If the variant is Insertion or Deletion, INFO starts with "INDEL".
2) GATK
VCF files must contain values of "AD" and "GT" in FORMAT column.
CHROM | POS | ID | REF | ALT | QUAL | FILTER | *INFO | FORMAT | SAMPLE |
---|---|---|---|---|---|---|---|---|---|
chr01 | 335603 | . | T | C | 688.77 | . | *INFO | GT:AD:DP:GQ:PL | 1/1:0,19:19:57:717,57,0 |
chr01 | 370847 | . | GA | G | 214.0 | . | *INFO | GT:AD:DP:GQ:PL | 1/1:0,19:19:57:717,57,0 |
AC=2;AF=1.00;AN=2;DP=22;FS=0.000;HaplotypeScore=124.8587;MLEAC=2;MLEAF=1.00;MQ=56.20;MQ0=0;QD=36.03;RPA=9,7;RU=A;STR;EFF=DOWNSTREAM(MODIFIER||2223|||LOC_Os01g01369|||LOC_Os01g01369.1||1),INTERGENIC(MODIFIER||||||||||1),
One BAM file for one accession is needed to create depth information. It can accept various sequences alignment. (e.g. Whole genome, RNA) This procedure needs samtools. And we recommend that you should do this procedure in your analysis server.

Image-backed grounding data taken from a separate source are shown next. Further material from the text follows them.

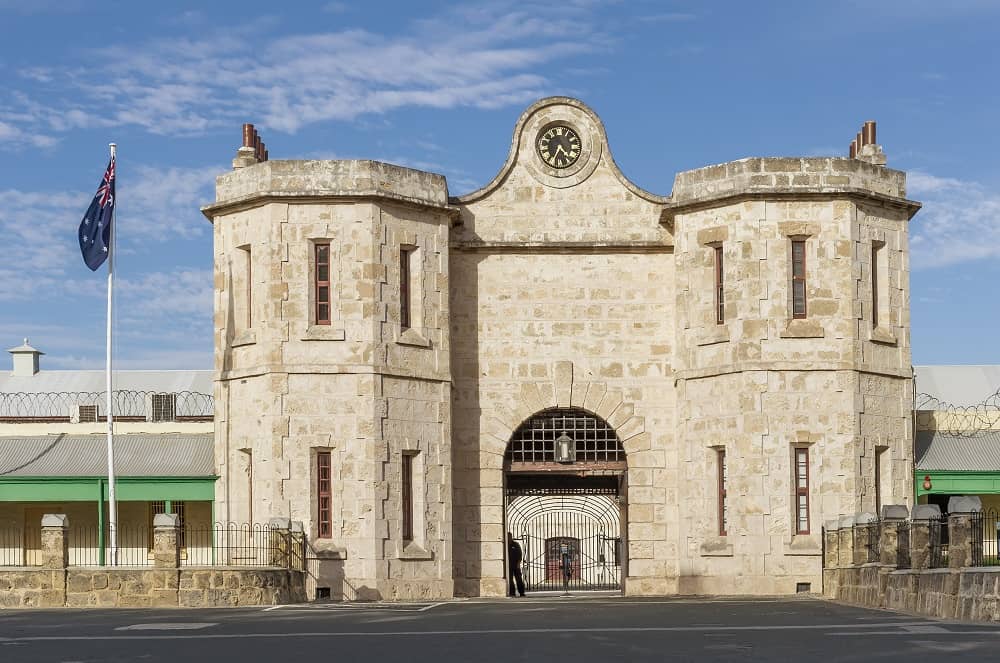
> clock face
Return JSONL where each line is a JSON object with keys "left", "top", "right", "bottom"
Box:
{"left": 537, "top": 125, "right": 582, "bottom": 169}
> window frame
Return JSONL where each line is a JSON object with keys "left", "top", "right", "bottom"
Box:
{"left": 794, "top": 447, "right": 810, "bottom": 535}
{"left": 871, "top": 244, "right": 879, "bottom": 329}
{"left": 316, "top": 451, "right": 332, "bottom": 539}
{"left": 717, "top": 448, "right": 728, "bottom": 536}
{"left": 401, "top": 453, "right": 414, "bottom": 542}
{"left": 314, "top": 242, "right": 332, "bottom": 326}
{"left": 399, "top": 247, "right": 411, "bottom": 330}
{"left": 714, "top": 245, "right": 724, "bottom": 325}
{"left": 791, "top": 239, "right": 807, "bottom": 319}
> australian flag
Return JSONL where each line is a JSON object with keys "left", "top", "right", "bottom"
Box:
{"left": 78, "top": 156, "right": 115, "bottom": 271}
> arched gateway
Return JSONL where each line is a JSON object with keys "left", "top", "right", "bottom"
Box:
{"left": 504, "top": 408, "right": 628, "bottom": 592}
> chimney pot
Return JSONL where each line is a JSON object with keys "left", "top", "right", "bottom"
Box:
{"left": 242, "top": 124, "right": 255, "bottom": 148}
{"left": 863, "top": 121, "right": 876, "bottom": 146}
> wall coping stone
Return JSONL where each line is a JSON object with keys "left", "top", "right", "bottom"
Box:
{"left": 153, "top": 513, "right": 180, "bottom": 528}
{"left": 838, "top": 515, "right": 855, "bottom": 528}
{"left": 912, "top": 504, "right": 942, "bottom": 521}
{"left": 824, "top": 520, "right": 840, "bottom": 531}
{"left": 41, "top": 513, "right": 68, "bottom": 528}
{"left": 290, "top": 521, "right": 304, "bottom": 533}
{"left": 268, "top": 517, "right": 292, "bottom": 529}
{"left": 948, "top": 496, "right": 983, "bottom": 514}
{"left": 856, "top": 512, "right": 877, "bottom": 524}
{"left": 881, "top": 505, "right": 909, "bottom": 520}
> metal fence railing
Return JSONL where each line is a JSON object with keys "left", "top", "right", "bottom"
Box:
{"left": 865, "top": 520, "right": 881, "bottom": 563}
{"left": 971, "top": 509, "right": 1000, "bottom": 566}
{"left": 0, "top": 522, "right": 292, "bottom": 569}
{"left": 929, "top": 516, "right": 949, "bottom": 568}
{"left": 181, "top": 523, "right": 280, "bottom": 567}
{"left": 0, "top": 527, "right": 39, "bottom": 567}
{"left": 896, "top": 520, "right": 911, "bottom": 569}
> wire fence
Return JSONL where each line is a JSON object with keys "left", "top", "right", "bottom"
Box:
{"left": 0, "top": 390, "right": 213, "bottom": 422}
{"left": 181, "top": 523, "right": 281, "bottom": 567}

$ tasuke_bamtodepth.pl -i <BAM file>
-o <output name>
-c <chromosome list>
-s <samtools path>
Required:
-i <BAM file>
: BAM file
-o <output name>
: Output depth file name (TSV)
-c <chromosome list>
: Chromosome information file (CSV)
-s <samtools path>
: The path of SAMtools for running samtool depth
-bq
<base quality threshold>
: int (default:0)-mq
<mapping quality threshold>
: int (default:0)
* Create working directory in same directory that depth file. After the processing is finished, the directory will be deleted.
* Chromosome list is using as a input file of "tasuke_init.pl".
One tsv file for one accession is needed to create any genome information (CHIP-seq, BS-seq, RNA-seq and so on.).
We recommend that you should do this procedure in your analysis server.
$ tasuke_bedtotsv.pl -i <any file>
-o <output name>
-c <chromosome list>
Required:
-i <any file>
: Genome information file (BED or BEDgraph)
-o <output name>
: Output TSV file name
-c <chromosome list>
: Chromosome information file (CSV)
-g : It accepts input file as bedgraph format.
* Create working directory in same directory that tsv file. After the processing is finished, the directory will be deleted.
* Chromosome list is using as a input file of "tasuke_init.pl".